ST Helens Council will call on the Government to pay money from the sugar tax fund directly to local authorities to help tackle obesity.

The sugar tax, which came into force in April, charges a levy to manufacturers on the high-sugar drinks they sell, with the income being invested in sports in primary schools.

At Wednesday night’s full council meeting, a motion was passed to call on Whitehall to reconsider allocating sugar levy funding to local authorities.

The motion also proposed to ask ministers to step up action to tackle food poverty.

Proposing the motion, Cllr Gill Neal, cabinet member for better health, highlighted “stark” figures that suggest 71 per cent of the population in St Helens are overweight or obese.

“The key thing that concerns me however is that 38 per cent of our children in Year Six are overweight or obese,” the Labour councillor said.

“And this is mostly due to economic deprivation.”

The motion also proposed to push for the Government to implement all of the Food Revolution actions – brought forward by celebrity chef Jamie Oliver – by the end of this Parliament.

Cllr Neal said one of the main reasons why obesity is so common is due to the hidden sugar levels in processed food.
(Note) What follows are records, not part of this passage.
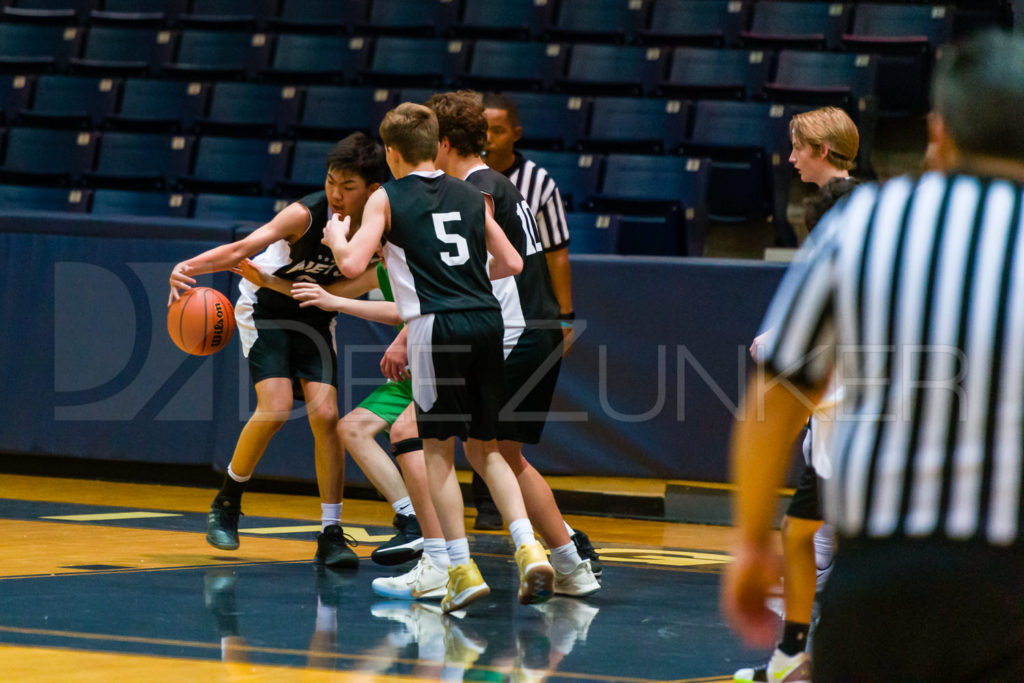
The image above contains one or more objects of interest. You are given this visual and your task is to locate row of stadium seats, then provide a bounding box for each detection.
[0,0,1011,47]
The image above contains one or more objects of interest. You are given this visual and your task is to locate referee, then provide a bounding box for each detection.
[723,32,1024,682]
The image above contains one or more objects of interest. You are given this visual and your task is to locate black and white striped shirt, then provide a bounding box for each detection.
[761,173,1024,545]
[505,152,569,252]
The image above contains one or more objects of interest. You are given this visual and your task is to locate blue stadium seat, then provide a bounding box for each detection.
[739,0,850,50]
[17,74,121,128]
[92,189,193,218]
[0,184,92,213]
[547,0,650,43]
[580,97,690,154]
[522,150,602,210]
[0,23,83,73]
[559,43,668,95]
[364,36,469,87]
[565,211,622,254]
[262,34,372,84]
[196,82,302,137]
[460,40,568,90]
[355,0,458,38]
[105,78,210,132]
[843,3,953,115]
[506,92,591,150]
[70,25,174,76]
[295,85,397,140]
[453,0,554,40]
[0,128,96,184]
[656,47,774,99]
[85,131,196,189]
[180,136,292,195]
[164,30,270,79]
[638,0,750,47]
[193,194,288,223]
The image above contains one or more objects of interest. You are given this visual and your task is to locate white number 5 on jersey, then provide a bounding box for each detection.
[430,211,469,265]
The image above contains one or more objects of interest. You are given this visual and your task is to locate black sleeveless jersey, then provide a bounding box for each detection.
[384,171,499,322]
[253,190,343,324]
[466,165,559,327]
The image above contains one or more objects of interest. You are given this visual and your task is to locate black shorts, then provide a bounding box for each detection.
[785,463,824,521]
[498,329,562,443]
[409,309,505,440]
[811,538,1024,683]
[249,317,338,389]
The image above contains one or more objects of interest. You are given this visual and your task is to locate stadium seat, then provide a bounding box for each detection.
[92,189,193,218]
[181,136,292,195]
[17,74,121,128]
[196,82,301,137]
[193,194,288,223]
[164,30,270,80]
[460,40,568,90]
[559,43,668,95]
[85,131,195,189]
[364,36,469,87]
[0,128,96,185]
[580,97,690,154]
[70,25,174,76]
[522,150,602,210]
[0,23,83,73]
[638,0,750,47]
[453,0,554,40]
[739,0,850,50]
[547,0,650,43]
[104,78,210,132]
[655,47,774,99]
[181,0,278,31]
[843,3,953,115]
[295,85,398,140]
[0,184,92,213]
[262,34,372,84]
[565,211,622,254]
[355,0,458,38]
[506,92,591,150]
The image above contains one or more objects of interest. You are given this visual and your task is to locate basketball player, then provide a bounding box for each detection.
[427,91,601,596]
[168,133,386,567]
[324,102,554,611]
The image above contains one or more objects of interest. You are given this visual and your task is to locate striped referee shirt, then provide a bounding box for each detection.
[760,173,1024,545]
[505,152,569,252]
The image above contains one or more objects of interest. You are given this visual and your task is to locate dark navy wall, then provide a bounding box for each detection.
[0,212,782,482]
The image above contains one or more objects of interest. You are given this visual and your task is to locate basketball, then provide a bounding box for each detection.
[167,287,234,355]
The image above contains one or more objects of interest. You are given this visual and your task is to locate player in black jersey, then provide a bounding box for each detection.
[427,90,600,596]
[168,133,387,567]
[325,102,554,611]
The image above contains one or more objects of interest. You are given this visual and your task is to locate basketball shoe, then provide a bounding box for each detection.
[371,555,447,600]
[441,560,490,612]
[555,560,601,598]
[313,524,359,568]
[206,496,242,550]
[732,648,811,683]
[370,515,423,566]
[515,541,555,605]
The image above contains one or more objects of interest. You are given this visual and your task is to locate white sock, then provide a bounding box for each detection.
[391,496,416,515]
[448,537,469,566]
[227,465,253,483]
[423,537,449,569]
[551,541,583,573]
[321,503,341,531]
[509,517,537,548]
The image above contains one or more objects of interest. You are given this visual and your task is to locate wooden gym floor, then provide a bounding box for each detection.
[0,474,768,682]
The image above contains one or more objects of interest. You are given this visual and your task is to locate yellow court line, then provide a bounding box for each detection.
[40,511,183,528]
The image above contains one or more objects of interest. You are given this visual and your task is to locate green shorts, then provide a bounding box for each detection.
[359,380,413,425]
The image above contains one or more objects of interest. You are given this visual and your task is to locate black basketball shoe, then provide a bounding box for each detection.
[370,515,423,566]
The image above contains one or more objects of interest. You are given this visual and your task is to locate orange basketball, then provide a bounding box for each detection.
[167,287,234,355]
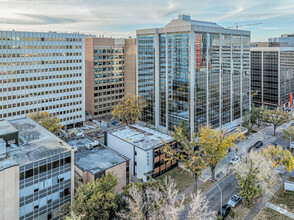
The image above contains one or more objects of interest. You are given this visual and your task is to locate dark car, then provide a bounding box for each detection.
[253,141,263,148]
[217,204,231,219]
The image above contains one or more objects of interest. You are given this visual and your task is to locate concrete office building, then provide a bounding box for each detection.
[105,124,178,181]
[251,42,294,108]
[85,36,136,118]
[268,34,294,47]
[68,137,131,193]
[137,15,250,132]
[0,118,74,220]
[0,31,85,125]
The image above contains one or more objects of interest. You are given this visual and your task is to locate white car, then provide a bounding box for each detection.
[228,194,242,208]
[229,156,240,165]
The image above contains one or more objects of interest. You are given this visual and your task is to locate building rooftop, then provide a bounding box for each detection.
[0,119,18,136]
[0,117,71,170]
[75,145,129,175]
[109,124,173,150]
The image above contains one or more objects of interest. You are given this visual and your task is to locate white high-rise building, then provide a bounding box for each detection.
[0,31,85,125]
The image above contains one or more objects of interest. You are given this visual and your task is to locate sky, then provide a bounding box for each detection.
[0,0,294,41]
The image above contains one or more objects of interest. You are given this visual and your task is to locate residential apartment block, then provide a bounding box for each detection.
[0,117,74,220]
[137,15,250,132]
[0,31,85,125]
[105,124,178,181]
[68,137,131,193]
[251,42,294,108]
[85,36,136,118]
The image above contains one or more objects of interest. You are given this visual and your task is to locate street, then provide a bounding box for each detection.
[180,123,294,220]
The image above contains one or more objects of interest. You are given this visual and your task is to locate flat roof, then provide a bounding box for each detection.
[0,119,18,136]
[109,124,173,150]
[75,145,129,175]
[0,117,71,170]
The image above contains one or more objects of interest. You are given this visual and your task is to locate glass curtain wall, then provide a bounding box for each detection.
[168,33,190,130]
[137,35,155,125]
[194,33,208,129]
[233,36,241,120]
[159,34,166,127]
[221,35,232,125]
[208,34,220,128]
[242,36,250,116]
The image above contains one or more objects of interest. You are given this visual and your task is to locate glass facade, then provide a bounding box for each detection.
[168,33,190,130]
[19,152,71,220]
[137,28,250,132]
[137,35,155,125]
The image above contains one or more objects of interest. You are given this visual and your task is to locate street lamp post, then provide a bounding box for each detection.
[210,179,223,216]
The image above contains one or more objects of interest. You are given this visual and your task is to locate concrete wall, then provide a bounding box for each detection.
[107,133,135,174]
[0,166,19,220]
[85,38,94,116]
[125,39,136,95]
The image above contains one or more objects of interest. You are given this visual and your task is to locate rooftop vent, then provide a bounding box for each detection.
[178,14,191,21]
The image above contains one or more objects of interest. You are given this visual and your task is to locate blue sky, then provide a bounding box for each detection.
[0,0,294,41]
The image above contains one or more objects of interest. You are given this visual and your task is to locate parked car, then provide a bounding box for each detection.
[217,204,232,219]
[253,141,263,148]
[229,156,240,165]
[228,194,242,208]
[112,121,119,125]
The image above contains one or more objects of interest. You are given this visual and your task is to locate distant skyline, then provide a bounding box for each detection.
[0,0,294,41]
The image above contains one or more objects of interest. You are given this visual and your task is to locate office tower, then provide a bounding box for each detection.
[268,34,294,47]
[0,31,85,125]
[0,117,74,220]
[85,36,136,118]
[104,124,178,181]
[137,15,250,132]
[251,42,294,108]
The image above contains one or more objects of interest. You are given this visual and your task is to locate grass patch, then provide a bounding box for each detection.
[270,178,294,212]
[254,207,291,220]
[157,167,195,193]
[230,204,250,220]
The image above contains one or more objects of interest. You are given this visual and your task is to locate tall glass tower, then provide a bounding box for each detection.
[137,15,250,132]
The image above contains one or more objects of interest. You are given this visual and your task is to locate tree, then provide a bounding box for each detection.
[71,173,120,220]
[283,126,294,145]
[29,112,62,134]
[250,104,263,129]
[233,151,278,207]
[198,126,244,180]
[118,177,215,220]
[263,109,292,135]
[111,94,146,125]
[241,112,252,133]
[262,145,294,172]
[163,126,206,191]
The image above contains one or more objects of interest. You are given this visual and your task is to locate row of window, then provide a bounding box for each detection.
[0,36,82,42]
[94,49,124,53]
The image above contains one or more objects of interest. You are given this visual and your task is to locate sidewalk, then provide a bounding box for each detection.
[265,202,294,219]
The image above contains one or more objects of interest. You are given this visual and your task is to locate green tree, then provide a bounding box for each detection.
[111,94,146,125]
[198,126,244,180]
[163,126,206,191]
[283,126,294,145]
[250,104,263,129]
[29,112,62,134]
[263,109,292,135]
[71,173,120,220]
[233,151,278,207]
[262,145,294,173]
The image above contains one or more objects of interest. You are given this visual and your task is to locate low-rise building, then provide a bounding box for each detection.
[68,137,130,193]
[0,117,74,220]
[105,124,177,181]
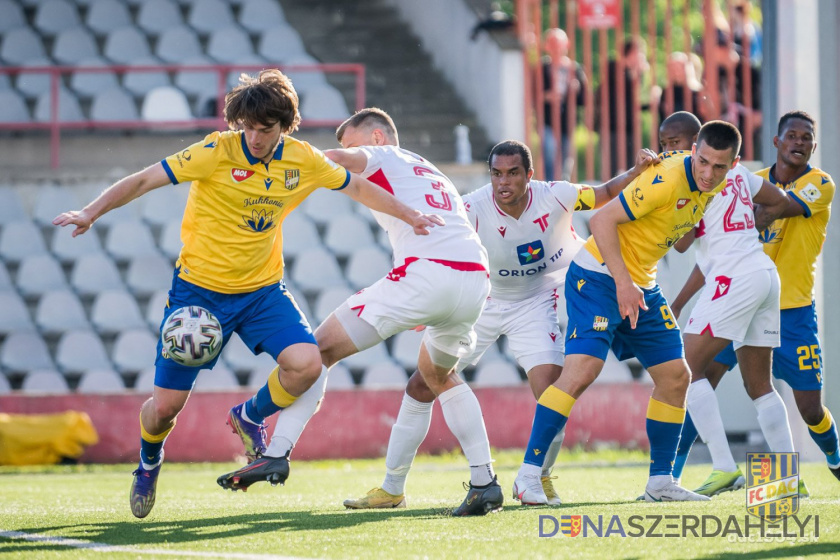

The Windle councillor also said children are “bombarded” daily with advertising.

Cllr Neal said the council need to prioritise food education and healthy food in schools and pointed to the direct links between food poverty and obesity.

Cllr Marlene Quinn, cabinet member for adult social care, said this was a “scandal”.

“It’s shocking that in this century, in the sixth richest country in the world we have food poverty,” she said.

The Labour councillor said obesity is becoming an “epidemic” which is becoming “acceptable”.

She said local authorities should be given sugar levy funds so that it can use the funds to address obesity throughout the town.

Cllr Quinn said: “We would address the whole family, the whole town, not just in school time and not individual schools getting more than others.

“The money would be spent on the people, regardless of where they live, be it an affluent area or a poor area, if they require the support.

“There are many initiatives in this town that have been promoted and paid for and supported by this council and we would urge the Government to reconsider and put that money back into the local authority to best address the whole need of its whole community of fighting this epidemic of obesity.”

Over the past few months, the council’s Public Health department has been running a series of workshops that brings together health professionals to explore ways to achieve a healthy weight.

In April 2016, the council became the first local authority in the country to sign up to a Healthy Weight Declaration which aimed to promote healthy weight and improve the wellbeing of the population.

With hot food takeaways being a main factor around obesity, the council has introduced several polices and initiatives to control the issue.

One policy, which was introduced in 2011, stops new takeaways from opening within 400m of a school or college.

However, Cllr Richard McCauley, ward councillor for Thatto Heath, said “unscrupulous capitalists” have gotten around that by claiming to be restaurants.

The motion was carried following a vote.